Algérie

La France instrumentalise le MNLA pour se repositionner dans ses anciennes colonies



La France instrumentalise le MNLA pour se repositionner dans ses anciennes colonies
- Pensez-vous que la guerre en Libye a été un déclencheur de la crise au Nord-Mali ' Cela me semble évident. Le conflit libyen a alimenté la rébellion touareg en armes. Nous ne sommes pas à la première édition de ce soulèvement. Cela dit, la situation est incomparable avec ce que nous avons connu avant. Ce n’est plus juste une insurrection interne puisqu’on voit la participation d’AQMI et de cette organisation, dont personne n’avait entendu parler, Ançar Eddine.

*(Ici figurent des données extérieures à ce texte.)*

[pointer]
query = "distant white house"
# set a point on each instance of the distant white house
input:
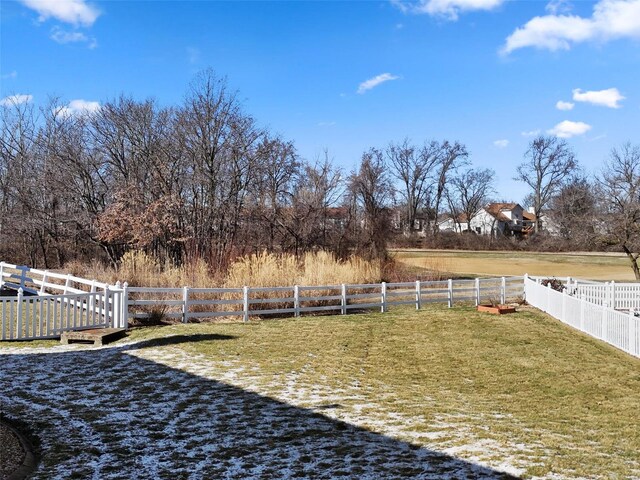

- Croyez-vous, après quelques semaines de recul, que l’armée malienne a échoué et que le Mali sera amputé définitivement du Nord ' Il n’y a rien de définitif. Il faut préciser qu’en parlant du Nord, on englobe tout de même les deux tiers du territoire. L’armée malienne est à reconstituer et à consolider. Je pense que le déséquilibre des rapports de force a permis à la rébellion de gagner du terrain. Certes, nous avons été surpris mais cela nous a permis de savoir que l’armée était défaillante. Le peuple sait que l’Azawad ne correspond pas à une réalité historique qui puisse justifier l’occupation du Nord. Même si c’était le cas, il n’y a pas que les Touareg dans cette région. Amputer le Mali de sa multiethnicité ne serait pas envisageable.  

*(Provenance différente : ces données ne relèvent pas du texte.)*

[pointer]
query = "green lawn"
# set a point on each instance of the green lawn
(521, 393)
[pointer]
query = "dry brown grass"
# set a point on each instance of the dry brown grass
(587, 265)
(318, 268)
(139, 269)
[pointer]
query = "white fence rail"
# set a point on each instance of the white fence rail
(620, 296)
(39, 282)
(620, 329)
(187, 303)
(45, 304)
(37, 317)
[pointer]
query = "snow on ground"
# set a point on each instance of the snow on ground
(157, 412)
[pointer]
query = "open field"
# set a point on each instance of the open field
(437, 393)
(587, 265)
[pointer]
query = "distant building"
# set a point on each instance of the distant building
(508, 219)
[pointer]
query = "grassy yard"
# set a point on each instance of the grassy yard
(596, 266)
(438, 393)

- Pensez-vous que l’investiture de Dioncounda Traoré va accélérer les élections ' Il est prévu dans la Constitution, en cas de vacance du pouvoir, que le président de l’Assemblée nationale remplace le président de la République. Il a le devoir d’organiser les élections en 25 jours ou, maximum, 40 jours. Vu que 200 000 Maliens sont réfugiés hors du territoire, ce n’est pas une priorité. On doit s’occuper d’eux, ainsi que des femmes, des enfants et des personnes âgées coincées dans les régions nord, privées de tout, qui deviennent les otages de ceux qui occupent le terrain.
- Vous déplorez que la communauté internationale ne regarde que ses intérêts… Ceux qui ont pris la responsabilité de liquider El Gueddafi et son régime ont largement contribué à déséquilibrer la bande sahélienne, qui était déjà dans une situation précaire. L’Occident qui s’impose en donneur de leçon de démocratie dans le monde, et particulièrement en Afrique, n’hésite pas à maintenir des foyers de tension qui servent de prétexte pour déstabiliser les régimes. La France attendait du gouvernement malien davantage d’implication dans la lutte contre l’immigration, un contentieux connu. Le président Amadou Toumani Touré n’a pas signé l’accord de régularisation des migrants, et la France lui a reproché de ne pas avoir lutté avec fermeté contre Al Qaîda. Ajoutez à cela tous les enjeux miniers, pétroliers et géostratégiques. Pour sortir de la crise, les puissances occidentales veulent faire main basse sur les ressources naturelles de la bande sahélienne en prenant appui sur des dirigeants dociles. En Afrique, il n’y a jamais eu de coups d’Etat sans l’implication de la France.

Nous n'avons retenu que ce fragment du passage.